In the second gallery of the Eastside Projects building, hemmed in by wooden panels and abstract grey portraits, Hooky Street Press hosts a symposium upon humour and seriousness in art writing. Alternative youths sporting chunky knitwear, piercings, hair dye and dreadlocks are scattered in the audience, amongst their more sophisticated elders.

Gavin Butt begins the talk with a straightforward dissection of the humour-seriousness dilemma, using a quote from Charles Ludlam: ‘Now the whole idea of seriousness is awful to me – it sounds like something imposed from without. It doesn’t really imply gravity or profundity; it implies decorum, behaving yourself.’

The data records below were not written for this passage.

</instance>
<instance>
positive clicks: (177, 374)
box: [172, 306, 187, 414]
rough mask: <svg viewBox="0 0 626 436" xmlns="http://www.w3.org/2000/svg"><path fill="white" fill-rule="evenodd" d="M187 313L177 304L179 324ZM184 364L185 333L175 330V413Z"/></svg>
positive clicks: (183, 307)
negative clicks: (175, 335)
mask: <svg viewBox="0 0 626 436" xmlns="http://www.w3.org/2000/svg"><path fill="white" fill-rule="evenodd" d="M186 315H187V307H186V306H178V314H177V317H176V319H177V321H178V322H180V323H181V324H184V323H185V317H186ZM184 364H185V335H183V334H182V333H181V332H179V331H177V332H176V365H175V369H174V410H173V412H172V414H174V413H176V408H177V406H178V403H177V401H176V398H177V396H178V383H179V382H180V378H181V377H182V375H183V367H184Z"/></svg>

Butt explains that society views ‘significant’ things through the lens of seriousness because we believe it is the only way to attribute value and prove our commitment. However, this has become so common that it now sounds more like ‘bloated pronouncements of value’ than genuine feeling. He asks whether we can separate ‘gravity and profundity’ from seriousness. Exampling Joe Brainard’s art, Paul Morrisey’s film Women in Revolt, and performance artists Kiki & Herb and David Hoyle, he demonstrates society’s confusion when faced with blended solemnity and comedy.

David Burrows proceeds with the point that ‘there’s a seriousness to humour’, recalling a performance artist who dressed as a soldier and lay ‘dead’ in the streets of Birmingham for a whole week. According to Burrows, ‘he points out the fact that the whole world is wrong’, underlining the irony of the show as criticism of war itself.

Andrew Hunt’s talk on Jacques Lacan has me utterly lost. He dons a mask that makes him look like a cartoon psychopath, and launches into a complex rant about the ‘discourse of the university and the master’. Milkshake by Kelis plays during an animated slideshow. I don’t quite know what to make of it, but the basic point I gather is that one’s unconscious desires are barred by the rules of society; a hysteric will show the ‘truth’ of these desires by denying ‘knowledge’ of culture.

An interesting but unnecessarily extravagant ‘symposium’, and appropriately enough by the end, I’m not sure whether to laugh or frown.